The effectiveness of the SEED tokenizer is evaluated on zero-shot image-text retrieval and image generation tasks. In these tasks, SEED demonstrated competitive performance compared to the BLIP-2 model, even surpassing it in terms of Recall@mean in zero-shot image-text retrieval.

The researchers also fine-tuned a multimodal autoregressive model called SEED-OPT2.7B on the 5M image-text pairs using a low-rank adaption (LoRA) module. This model was able to perform image-to-text and text-to-image autoregression for multimodal comprehension and generation, achieving promising results on zero-shot image captioning and visual question answering tasks.

Applications and Implications of SEED

The research showcases qualitative examples of SEED-OPT2.7B on image captioning and visual question answering (VQA). Notably, SEED-OPT2.7B can generate captions that accurately describe the visual content and answer a variety of questions. The model can also generate realistic images based on textual descriptions, demonstrating the potential for creative applications such as digital art generation.
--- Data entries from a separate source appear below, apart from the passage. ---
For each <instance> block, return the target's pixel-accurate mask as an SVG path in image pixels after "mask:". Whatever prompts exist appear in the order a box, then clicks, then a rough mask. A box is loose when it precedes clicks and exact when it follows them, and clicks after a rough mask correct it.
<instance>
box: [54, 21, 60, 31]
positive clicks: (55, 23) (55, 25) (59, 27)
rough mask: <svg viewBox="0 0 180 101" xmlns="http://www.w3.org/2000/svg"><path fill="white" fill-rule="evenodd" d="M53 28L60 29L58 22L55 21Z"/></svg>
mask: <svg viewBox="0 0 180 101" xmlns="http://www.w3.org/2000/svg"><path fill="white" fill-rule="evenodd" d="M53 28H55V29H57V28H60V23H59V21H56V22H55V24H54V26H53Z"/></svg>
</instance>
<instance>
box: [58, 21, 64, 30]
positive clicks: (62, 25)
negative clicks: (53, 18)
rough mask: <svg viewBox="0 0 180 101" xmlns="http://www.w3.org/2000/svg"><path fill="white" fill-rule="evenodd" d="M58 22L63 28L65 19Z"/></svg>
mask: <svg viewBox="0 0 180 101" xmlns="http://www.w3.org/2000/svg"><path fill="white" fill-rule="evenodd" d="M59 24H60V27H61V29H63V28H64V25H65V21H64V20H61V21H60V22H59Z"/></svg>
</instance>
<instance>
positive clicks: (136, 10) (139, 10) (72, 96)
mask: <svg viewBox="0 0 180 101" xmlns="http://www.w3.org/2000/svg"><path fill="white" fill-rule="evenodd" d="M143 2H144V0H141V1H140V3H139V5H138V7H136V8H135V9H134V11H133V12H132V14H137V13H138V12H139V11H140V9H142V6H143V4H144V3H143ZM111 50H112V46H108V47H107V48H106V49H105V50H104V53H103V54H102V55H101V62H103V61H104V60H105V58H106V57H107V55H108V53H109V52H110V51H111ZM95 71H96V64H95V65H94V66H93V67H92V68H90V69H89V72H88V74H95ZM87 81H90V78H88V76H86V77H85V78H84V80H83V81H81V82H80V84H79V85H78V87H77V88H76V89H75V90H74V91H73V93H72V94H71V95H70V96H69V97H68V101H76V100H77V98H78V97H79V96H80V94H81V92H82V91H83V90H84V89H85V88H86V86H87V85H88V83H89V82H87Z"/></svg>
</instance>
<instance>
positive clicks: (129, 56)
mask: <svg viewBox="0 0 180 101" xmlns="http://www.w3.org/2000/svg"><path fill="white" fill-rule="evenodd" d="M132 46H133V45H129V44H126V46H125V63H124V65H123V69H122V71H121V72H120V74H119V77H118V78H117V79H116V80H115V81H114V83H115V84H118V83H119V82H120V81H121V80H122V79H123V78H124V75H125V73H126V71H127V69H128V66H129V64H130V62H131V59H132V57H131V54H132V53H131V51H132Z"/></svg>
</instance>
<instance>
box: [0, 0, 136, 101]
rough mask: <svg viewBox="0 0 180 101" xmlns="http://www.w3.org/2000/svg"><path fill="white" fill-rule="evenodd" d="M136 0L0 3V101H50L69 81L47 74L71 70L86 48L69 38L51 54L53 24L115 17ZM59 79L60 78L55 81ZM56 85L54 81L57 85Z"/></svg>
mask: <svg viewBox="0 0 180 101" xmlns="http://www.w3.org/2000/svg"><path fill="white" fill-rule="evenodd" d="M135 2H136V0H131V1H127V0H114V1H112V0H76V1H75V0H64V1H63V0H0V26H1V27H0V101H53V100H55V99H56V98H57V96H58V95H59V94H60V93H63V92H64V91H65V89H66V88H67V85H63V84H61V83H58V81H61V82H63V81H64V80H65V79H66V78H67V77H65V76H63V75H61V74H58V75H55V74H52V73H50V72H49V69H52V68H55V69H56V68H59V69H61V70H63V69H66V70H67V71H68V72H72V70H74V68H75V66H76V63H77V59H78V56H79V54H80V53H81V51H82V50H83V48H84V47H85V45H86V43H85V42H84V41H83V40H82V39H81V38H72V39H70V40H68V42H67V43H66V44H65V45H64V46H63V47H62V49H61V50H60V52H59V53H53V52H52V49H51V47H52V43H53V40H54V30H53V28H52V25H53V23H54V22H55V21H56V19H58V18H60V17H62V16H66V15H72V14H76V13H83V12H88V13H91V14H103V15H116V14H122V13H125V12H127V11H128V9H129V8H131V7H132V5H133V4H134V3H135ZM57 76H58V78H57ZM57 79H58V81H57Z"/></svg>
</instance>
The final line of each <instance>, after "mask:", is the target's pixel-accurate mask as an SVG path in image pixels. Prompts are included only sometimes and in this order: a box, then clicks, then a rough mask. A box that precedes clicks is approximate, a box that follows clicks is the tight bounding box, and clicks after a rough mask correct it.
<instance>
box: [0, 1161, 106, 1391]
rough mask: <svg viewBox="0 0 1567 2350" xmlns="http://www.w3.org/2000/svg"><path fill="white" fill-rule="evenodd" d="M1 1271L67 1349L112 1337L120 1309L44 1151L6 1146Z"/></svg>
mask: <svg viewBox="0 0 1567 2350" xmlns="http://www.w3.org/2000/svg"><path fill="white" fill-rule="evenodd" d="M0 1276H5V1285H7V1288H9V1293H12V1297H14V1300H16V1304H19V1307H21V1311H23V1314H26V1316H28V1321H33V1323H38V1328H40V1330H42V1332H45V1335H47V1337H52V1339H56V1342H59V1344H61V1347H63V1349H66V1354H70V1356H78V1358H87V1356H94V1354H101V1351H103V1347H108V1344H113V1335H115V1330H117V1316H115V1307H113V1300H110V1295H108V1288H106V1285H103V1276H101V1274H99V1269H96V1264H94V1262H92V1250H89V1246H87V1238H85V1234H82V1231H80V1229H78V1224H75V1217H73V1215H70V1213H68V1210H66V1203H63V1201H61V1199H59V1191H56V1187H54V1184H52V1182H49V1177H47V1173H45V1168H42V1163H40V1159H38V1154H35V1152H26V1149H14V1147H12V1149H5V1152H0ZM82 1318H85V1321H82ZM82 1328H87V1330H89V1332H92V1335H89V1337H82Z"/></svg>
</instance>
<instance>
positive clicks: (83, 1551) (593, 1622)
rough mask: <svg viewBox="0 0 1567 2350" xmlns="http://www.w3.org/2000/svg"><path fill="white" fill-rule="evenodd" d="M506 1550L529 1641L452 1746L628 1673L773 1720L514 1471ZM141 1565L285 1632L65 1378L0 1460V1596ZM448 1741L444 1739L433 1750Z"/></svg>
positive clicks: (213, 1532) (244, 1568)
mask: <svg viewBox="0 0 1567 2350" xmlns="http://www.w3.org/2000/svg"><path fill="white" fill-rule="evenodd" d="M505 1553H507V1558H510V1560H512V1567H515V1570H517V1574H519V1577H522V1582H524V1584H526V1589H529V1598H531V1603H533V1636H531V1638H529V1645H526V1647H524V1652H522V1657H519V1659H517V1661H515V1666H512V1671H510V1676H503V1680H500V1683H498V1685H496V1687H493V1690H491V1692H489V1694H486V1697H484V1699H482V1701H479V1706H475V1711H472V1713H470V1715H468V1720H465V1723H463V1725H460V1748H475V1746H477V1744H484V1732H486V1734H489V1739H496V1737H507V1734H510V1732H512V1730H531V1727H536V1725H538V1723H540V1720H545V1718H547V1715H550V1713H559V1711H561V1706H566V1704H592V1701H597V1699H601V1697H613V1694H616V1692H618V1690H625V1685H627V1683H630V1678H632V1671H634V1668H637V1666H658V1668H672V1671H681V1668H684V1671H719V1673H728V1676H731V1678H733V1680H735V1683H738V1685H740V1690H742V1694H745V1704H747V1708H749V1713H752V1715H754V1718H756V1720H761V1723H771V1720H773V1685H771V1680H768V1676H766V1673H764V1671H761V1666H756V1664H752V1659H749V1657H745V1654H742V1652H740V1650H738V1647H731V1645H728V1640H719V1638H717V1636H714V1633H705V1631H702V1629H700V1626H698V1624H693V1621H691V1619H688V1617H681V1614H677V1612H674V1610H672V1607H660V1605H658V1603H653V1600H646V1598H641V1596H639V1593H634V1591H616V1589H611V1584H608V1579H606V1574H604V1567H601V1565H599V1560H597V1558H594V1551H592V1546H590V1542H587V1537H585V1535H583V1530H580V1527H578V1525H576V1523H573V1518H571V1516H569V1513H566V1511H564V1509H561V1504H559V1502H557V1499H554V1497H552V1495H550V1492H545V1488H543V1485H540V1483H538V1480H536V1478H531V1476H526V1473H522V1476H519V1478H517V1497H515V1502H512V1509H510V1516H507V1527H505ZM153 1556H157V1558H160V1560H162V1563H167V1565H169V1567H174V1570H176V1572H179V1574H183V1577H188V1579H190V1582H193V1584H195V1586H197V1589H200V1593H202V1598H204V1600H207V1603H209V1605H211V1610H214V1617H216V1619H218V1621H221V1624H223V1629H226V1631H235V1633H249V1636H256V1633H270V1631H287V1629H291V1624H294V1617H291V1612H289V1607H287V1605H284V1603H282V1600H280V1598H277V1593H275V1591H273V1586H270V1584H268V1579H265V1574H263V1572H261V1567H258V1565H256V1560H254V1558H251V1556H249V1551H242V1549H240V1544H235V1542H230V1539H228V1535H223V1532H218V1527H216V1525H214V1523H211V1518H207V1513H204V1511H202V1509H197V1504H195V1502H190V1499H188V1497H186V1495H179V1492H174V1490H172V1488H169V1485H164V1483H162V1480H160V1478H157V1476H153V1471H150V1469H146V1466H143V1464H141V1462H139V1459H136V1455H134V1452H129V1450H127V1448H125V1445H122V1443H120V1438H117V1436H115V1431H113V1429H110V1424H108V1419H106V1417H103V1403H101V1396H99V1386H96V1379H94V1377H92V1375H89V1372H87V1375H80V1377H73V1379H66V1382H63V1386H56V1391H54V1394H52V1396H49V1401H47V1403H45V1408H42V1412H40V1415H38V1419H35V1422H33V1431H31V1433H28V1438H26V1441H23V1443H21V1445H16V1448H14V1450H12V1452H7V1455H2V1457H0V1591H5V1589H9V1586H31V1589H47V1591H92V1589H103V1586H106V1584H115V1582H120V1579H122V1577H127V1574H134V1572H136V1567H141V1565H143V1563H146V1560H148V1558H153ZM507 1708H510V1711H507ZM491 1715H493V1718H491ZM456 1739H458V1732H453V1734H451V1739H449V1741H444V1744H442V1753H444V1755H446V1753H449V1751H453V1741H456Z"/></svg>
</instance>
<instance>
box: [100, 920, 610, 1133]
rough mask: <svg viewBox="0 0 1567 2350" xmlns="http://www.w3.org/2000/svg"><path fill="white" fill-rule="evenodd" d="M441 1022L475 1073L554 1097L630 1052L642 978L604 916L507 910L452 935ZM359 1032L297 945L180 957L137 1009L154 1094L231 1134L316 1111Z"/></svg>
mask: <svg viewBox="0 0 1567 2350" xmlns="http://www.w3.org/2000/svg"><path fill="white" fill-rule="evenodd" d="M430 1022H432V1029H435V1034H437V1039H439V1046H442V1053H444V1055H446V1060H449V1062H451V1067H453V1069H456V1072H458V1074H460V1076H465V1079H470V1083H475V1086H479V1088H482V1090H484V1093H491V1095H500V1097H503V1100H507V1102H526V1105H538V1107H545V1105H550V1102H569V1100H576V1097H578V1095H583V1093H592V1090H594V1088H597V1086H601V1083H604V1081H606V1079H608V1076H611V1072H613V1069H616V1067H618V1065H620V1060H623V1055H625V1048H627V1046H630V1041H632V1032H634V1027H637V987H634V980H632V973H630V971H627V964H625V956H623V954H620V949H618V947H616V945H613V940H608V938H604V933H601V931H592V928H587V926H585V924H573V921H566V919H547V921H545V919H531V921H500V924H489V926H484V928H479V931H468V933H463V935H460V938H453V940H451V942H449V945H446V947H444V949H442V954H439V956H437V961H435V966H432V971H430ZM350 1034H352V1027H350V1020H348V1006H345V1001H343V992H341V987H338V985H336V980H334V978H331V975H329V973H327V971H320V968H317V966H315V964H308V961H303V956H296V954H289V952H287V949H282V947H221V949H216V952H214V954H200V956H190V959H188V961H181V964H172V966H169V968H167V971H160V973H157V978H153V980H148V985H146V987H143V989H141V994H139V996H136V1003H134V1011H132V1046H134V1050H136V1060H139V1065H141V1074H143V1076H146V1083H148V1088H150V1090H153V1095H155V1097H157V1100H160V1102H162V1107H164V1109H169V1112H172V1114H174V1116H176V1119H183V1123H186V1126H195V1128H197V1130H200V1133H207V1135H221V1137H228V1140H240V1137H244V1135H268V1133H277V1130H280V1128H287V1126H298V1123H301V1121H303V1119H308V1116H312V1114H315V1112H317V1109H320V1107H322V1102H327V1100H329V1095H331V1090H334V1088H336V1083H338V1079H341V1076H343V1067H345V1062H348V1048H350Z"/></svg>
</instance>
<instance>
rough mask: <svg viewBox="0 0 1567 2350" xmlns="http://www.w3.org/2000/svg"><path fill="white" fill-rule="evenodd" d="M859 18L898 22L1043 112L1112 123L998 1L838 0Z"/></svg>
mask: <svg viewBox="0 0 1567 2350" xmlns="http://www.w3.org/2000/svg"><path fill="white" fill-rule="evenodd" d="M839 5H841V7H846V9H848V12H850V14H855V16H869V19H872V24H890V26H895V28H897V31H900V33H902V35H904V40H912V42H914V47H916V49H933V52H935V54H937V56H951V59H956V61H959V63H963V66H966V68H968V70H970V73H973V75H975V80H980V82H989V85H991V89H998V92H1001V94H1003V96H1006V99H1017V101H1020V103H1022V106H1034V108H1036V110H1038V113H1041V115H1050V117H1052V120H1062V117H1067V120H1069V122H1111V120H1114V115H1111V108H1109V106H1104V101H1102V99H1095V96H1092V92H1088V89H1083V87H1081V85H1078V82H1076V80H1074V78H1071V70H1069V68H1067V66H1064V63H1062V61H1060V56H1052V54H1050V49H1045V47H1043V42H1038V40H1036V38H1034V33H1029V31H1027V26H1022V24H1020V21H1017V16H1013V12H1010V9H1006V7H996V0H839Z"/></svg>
By enabling alignment between visual tokens and LLMs, SEED allows LLMs to interpret visual information with textual descriptions. This capability could be invaluable in applications where understanding and generating visual content based on textual data is crucial, such as in social media analytics or automated content generation.

Moreover, SEED is designed to reduce the cost and complexity of multimodal LLM training, promoting more efficient and sustainable large-scale model training. This could make advanced AI capabilities more accessible and affordable for a wider range of businesses and applications.

Conclusion and Future Directions

The paper concludes by positioning SEED as a step towards emergent multimodal capabilities and expressing anticipation for future developments in vision (imagination) seeds within LLMs. This suggests a future where AI models can not only understand and generate multimodal content but also imagine and create entirely new content, opening up exciting possibilities for AI-driven creativity and innovation.